You want to get your original build sheet for your car. It can be ordered and purchased from PHS. Just click on this link: https://www.google.com/search?q=PHS,+Pontiac&ie=utf-8&oe=utf-8


----------



## Matthew (Feb 11, 2011)

There are several threads on this subject. Here's what Wikipedia says: The term "number matching" (or "matching numbers") is a term used in the collector car industry to describe the authenticity of collectible or investment quality cars. Number matching generally means that a particular car still contains its original major components or has major components that match exactly the major components the car had when it was new. These "major components" are not always agreed on. The appearance of a number matching car likely could not be distinguished from an original car. 

Major components. These are parts such as the engine, transmission, rear-axle assembly, and frame of the car, with intake manifolds, exhaust manifolds, body panels, and carburetors sometimes also considered. Many times these components contain dates, casting numbers, model numbers, VIN, stamped numbers, or codes that can match the original components that were on the car when it was new. 
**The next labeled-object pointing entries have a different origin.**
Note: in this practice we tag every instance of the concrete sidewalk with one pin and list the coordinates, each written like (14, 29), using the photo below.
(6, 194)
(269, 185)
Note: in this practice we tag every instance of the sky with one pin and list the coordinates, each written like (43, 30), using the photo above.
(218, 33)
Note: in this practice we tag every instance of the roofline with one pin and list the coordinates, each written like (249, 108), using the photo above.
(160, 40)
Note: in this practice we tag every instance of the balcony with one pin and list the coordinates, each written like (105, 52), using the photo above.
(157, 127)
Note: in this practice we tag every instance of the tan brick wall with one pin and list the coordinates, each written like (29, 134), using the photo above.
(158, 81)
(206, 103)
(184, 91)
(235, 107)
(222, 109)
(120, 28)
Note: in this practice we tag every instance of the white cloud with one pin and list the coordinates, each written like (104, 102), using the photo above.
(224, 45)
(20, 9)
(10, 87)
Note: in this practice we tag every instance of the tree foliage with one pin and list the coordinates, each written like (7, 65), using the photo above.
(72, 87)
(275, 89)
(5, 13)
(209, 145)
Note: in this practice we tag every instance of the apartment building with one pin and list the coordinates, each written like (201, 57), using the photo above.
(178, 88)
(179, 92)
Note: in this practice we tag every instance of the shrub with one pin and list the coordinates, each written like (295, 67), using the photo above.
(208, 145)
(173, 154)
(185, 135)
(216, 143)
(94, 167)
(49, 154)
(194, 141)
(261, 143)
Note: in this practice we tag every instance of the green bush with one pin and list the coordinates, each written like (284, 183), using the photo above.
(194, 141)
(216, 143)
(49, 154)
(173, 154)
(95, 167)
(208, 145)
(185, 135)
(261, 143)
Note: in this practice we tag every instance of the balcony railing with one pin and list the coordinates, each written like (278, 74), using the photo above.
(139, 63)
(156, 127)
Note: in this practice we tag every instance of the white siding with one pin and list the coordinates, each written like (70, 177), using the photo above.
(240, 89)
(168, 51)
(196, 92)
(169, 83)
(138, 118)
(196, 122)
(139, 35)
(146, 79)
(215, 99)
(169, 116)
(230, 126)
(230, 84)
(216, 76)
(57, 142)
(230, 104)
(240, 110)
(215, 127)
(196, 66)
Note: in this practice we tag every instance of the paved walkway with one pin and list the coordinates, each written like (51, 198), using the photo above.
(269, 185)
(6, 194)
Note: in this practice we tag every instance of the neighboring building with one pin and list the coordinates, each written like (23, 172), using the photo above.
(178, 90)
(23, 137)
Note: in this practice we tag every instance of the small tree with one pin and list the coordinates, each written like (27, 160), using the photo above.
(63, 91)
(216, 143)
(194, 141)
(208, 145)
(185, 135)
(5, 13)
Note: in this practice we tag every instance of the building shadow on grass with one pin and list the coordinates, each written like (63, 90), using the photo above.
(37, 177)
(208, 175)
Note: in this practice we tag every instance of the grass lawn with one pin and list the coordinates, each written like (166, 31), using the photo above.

If you are buying a car that is said to be numbers matching, you should ask the owner to identify what they mean - what components are original to the car. Verification can be done, but it is not easy sometimes. Matt


----------



## ALKYGTO (Mar 29, 2010)

On Pontiacs built after 1965 (?) the engine block has the cars vin stamped on it. So any engine other than the original is NOT numbers matching. 

I have a friend who is big on "matching numbers" and he's mostly a Mopar and Ford guy so to him, matching numbers means that the vehicle components in question must be built (and stamped or casting date) within a certain time frame _before_ the car was built 2 to 4 months usually.

Me? I don't care as long as it looks and functions and I'm not going to pay more necessarily for matching numbers. What I mean is I would buy a clean car with an non original engine before I bought some clap trap with the original engine that needs everything done to it. Really depends on the car of course but I would have no trouble buying a GTO with a 421 if it was a clean car over some rust bucket with a worn out original 389 4bbl.


----------